Ora, quello che mi “fa riflettere” non e’ tanto il fatto della mancata prescrizione medica ma sulla possibilità che questa scelta trasformi quello che è definito “metodo contraccettivo d’emergenza” in una sorta di “scongiuro” per vivere la sessualità in maniera irresposabile (nell’ottica del “ma che fa? tanto dopo mi prendo la pillola … non devo nemmeno prendermi il disturbo di dirlo ad un medico!”).
Anche perchè, suvvia, siamo realisti … difficilmente il levonorgestrel da effetti collaterali … ed in ogni caso chi la prescrive quasi mai poi segue la pz nelle successive ore!! Al massimo si può capire e ed accattare la presenza del medico, nell’atto della prescizione, come volto ad assicurare un corretto e efficace trattamento ad esempio nell’esclusione di interazioni farmacologiche con altre classi di sostanze (mi vengono in mente farmaci del SNC)
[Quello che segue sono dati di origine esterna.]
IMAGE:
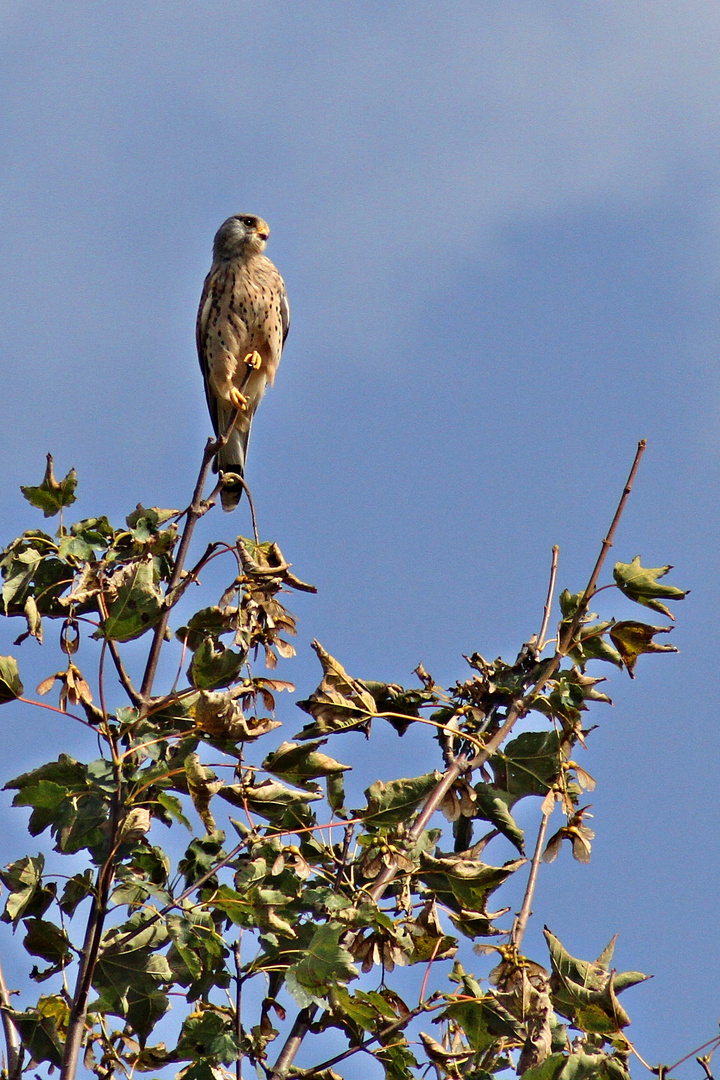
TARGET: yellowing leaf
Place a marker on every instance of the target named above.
(634, 638)
(639, 583)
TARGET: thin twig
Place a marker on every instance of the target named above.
(548, 602)
(397, 1026)
(710, 1042)
(239, 1006)
(12, 1038)
(524, 915)
(520, 705)
(122, 674)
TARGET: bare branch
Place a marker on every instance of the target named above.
(194, 512)
(10, 1031)
(526, 909)
(548, 602)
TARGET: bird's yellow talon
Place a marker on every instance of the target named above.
(254, 360)
(238, 399)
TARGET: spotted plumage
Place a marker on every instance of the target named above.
(242, 324)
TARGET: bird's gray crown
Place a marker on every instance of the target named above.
(240, 234)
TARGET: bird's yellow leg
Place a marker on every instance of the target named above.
(238, 399)
(254, 361)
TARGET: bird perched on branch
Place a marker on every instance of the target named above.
(242, 325)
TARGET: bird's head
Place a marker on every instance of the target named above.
(241, 234)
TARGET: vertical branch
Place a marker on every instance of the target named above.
(193, 513)
(239, 1006)
(526, 910)
(10, 1031)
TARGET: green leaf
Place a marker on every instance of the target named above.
(213, 665)
(51, 496)
(634, 638)
(149, 517)
(493, 806)
(269, 799)
(64, 801)
(587, 993)
(45, 940)
(135, 602)
(201, 855)
(464, 885)
(325, 963)
(640, 584)
(26, 893)
(130, 971)
(340, 703)
(202, 784)
(207, 622)
(391, 802)
(208, 1033)
(300, 763)
(39, 1028)
(529, 765)
(10, 680)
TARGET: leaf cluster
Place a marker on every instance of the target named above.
(312, 904)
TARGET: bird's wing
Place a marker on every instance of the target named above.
(201, 333)
(284, 310)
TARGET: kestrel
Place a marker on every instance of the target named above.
(242, 325)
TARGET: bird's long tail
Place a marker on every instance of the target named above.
(231, 458)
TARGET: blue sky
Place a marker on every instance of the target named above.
(499, 226)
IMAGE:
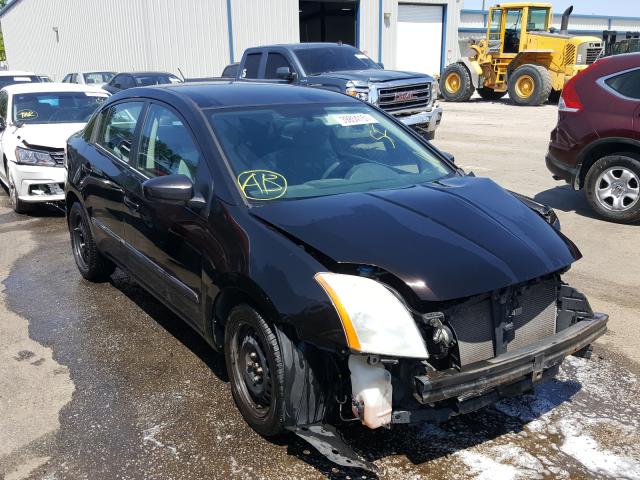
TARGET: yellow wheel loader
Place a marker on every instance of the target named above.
(520, 55)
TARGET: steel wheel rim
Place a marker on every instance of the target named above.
(617, 189)
(251, 370)
(79, 241)
(525, 86)
(453, 82)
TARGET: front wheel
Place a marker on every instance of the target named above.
(529, 85)
(90, 262)
(612, 187)
(455, 83)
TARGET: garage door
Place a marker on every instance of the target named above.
(419, 42)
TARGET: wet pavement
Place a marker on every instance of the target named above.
(152, 400)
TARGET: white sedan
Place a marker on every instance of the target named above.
(35, 122)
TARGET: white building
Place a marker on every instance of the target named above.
(200, 37)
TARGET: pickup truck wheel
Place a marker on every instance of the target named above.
(612, 187)
(529, 85)
(490, 94)
(455, 83)
(272, 383)
(90, 262)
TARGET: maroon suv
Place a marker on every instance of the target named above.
(596, 144)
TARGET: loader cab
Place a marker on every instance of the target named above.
(509, 23)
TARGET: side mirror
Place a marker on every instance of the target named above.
(285, 73)
(173, 189)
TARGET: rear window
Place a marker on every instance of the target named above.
(627, 84)
(13, 79)
(62, 107)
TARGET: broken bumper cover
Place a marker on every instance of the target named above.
(427, 121)
(527, 364)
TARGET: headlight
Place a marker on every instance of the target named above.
(26, 156)
(359, 92)
(374, 320)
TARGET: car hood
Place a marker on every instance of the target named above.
(459, 237)
(376, 75)
(52, 135)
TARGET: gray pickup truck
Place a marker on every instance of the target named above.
(411, 97)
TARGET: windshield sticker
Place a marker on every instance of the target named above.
(26, 114)
(352, 119)
(262, 184)
(378, 135)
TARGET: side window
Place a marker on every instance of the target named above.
(251, 65)
(3, 104)
(118, 123)
(166, 145)
(627, 84)
(275, 61)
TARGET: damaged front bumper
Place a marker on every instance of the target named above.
(445, 394)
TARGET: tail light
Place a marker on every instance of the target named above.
(569, 100)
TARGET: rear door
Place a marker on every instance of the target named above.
(166, 240)
(104, 169)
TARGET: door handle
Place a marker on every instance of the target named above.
(131, 205)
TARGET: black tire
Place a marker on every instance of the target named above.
(90, 262)
(490, 94)
(619, 205)
(540, 85)
(460, 90)
(18, 205)
(286, 393)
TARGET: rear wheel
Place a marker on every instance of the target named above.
(455, 83)
(612, 187)
(490, 94)
(529, 85)
(90, 262)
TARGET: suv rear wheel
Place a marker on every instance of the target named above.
(612, 187)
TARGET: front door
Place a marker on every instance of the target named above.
(107, 162)
(166, 240)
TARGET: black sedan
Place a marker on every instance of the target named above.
(125, 80)
(346, 267)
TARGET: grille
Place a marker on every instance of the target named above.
(58, 157)
(473, 325)
(593, 54)
(538, 318)
(405, 97)
(570, 54)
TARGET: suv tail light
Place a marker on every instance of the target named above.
(569, 100)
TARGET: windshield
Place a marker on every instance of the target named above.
(156, 79)
(63, 107)
(11, 79)
(537, 19)
(300, 151)
(333, 59)
(97, 77)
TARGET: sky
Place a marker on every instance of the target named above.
(615, 8)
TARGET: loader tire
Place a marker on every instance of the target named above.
(529, 85)
(455, 83)
(490, 94)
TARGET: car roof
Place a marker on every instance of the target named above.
(14, 73)
(305, 46)
(225, 94)
(50, 87)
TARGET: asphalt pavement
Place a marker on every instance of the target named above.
(100, 381)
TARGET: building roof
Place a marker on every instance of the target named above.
(51, 87)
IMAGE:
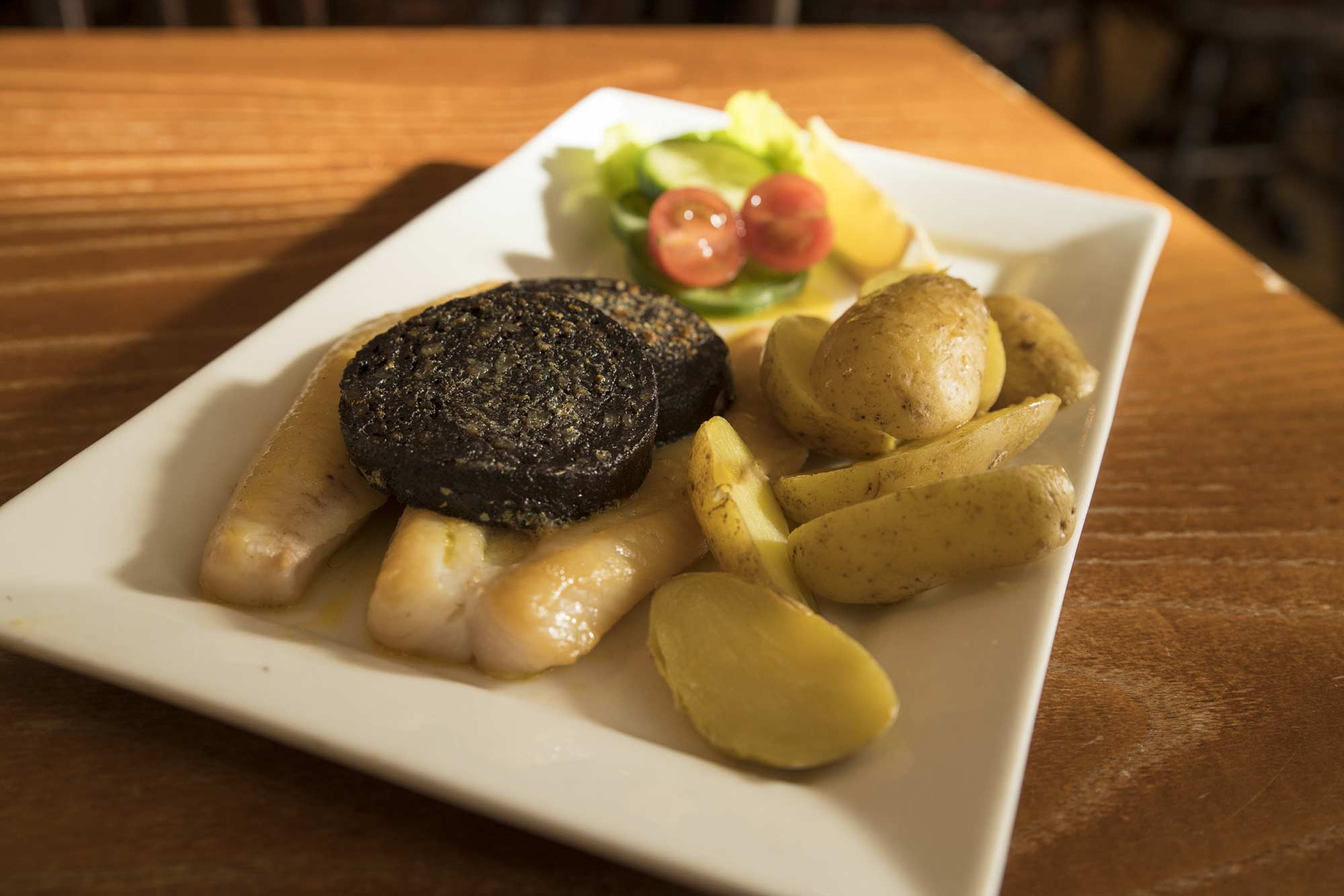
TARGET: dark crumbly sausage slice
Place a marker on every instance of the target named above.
(518, 408)
(691, 361)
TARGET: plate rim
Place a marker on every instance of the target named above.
(628, 850)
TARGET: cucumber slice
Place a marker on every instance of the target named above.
(690, 162)
(631, 217)
(753, 289)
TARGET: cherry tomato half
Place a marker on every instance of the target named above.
(787, 224)
(696, 237)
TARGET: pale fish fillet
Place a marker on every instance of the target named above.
(300, 499)
(456, 590)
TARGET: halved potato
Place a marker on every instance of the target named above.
(912, 541)
(763, 678)
(980, 445)
(737, 511)
(787, 379)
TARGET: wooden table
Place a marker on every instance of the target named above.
(163, 195)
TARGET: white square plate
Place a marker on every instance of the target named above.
(100, 569)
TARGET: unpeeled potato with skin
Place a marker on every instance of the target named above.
(916, 539)
(787, 381)
(775, 449)
(763, 678)
(908, 359)
(1041, 354)
(739, 512)
(980, 445)
(993, 382)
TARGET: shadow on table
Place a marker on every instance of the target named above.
(192, 468)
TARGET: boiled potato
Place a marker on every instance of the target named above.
(912, 541)
(737, 511)
(788, 388)
(995, 365)
(908, 359)
(980, 445)
(778, 452)
(761, 676)
(1041, 354)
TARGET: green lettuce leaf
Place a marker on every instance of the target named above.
(619, 161)
(761, 127)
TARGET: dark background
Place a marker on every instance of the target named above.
(1234, 107)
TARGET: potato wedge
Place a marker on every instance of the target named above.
(737, 511)
(778, 452)
(993, 382)
(912, 541)
(1041, 354)
(787, 381)
(908, 359)
(980, 445)
(763, 678)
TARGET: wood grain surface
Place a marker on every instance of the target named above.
(163, 195)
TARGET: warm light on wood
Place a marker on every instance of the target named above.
(162, 195)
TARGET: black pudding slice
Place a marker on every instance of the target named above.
(518, 408)
(691, 361)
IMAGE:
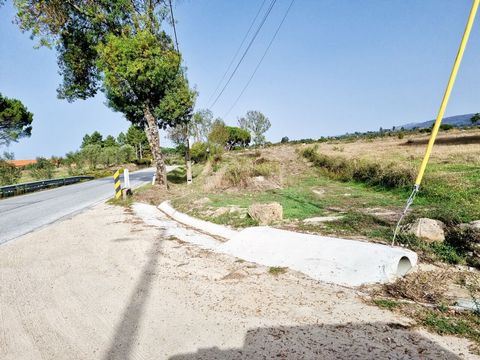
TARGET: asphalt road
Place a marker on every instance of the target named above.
(20, 215)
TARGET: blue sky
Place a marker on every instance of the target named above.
(336, 66)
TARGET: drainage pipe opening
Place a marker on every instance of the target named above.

Io sono il primo che, quando si parla di sesso e di contraccezione con i giovani, consiglio loro di farsi prescrivere e di acquistare la pillola del giorno dopo in via “cautelativa” (certe volte trovare un medico di guardia che ti prescrive la pillola, specialmente in una realtà non proprio affollatissima come quella in cui mi trovo ad operare e specialmente nei “rossi di calendario”, ha quasi dell’epico … per qst è da encomiare il “Soccorso Civle” della Ass, Coscioni e di Vita di Donna) da usarsi, poi, all’occorrenza … ma l’atto stesso della prescrizione prevede cmq un filtro importante da parte del medico che, accorto e coscienzioso, puo’, in quella occasione, comunque, fare una sorta di “educazione sessuale” veloce ed assicurarsi che la giovnietta non si comporti da irresponsabile!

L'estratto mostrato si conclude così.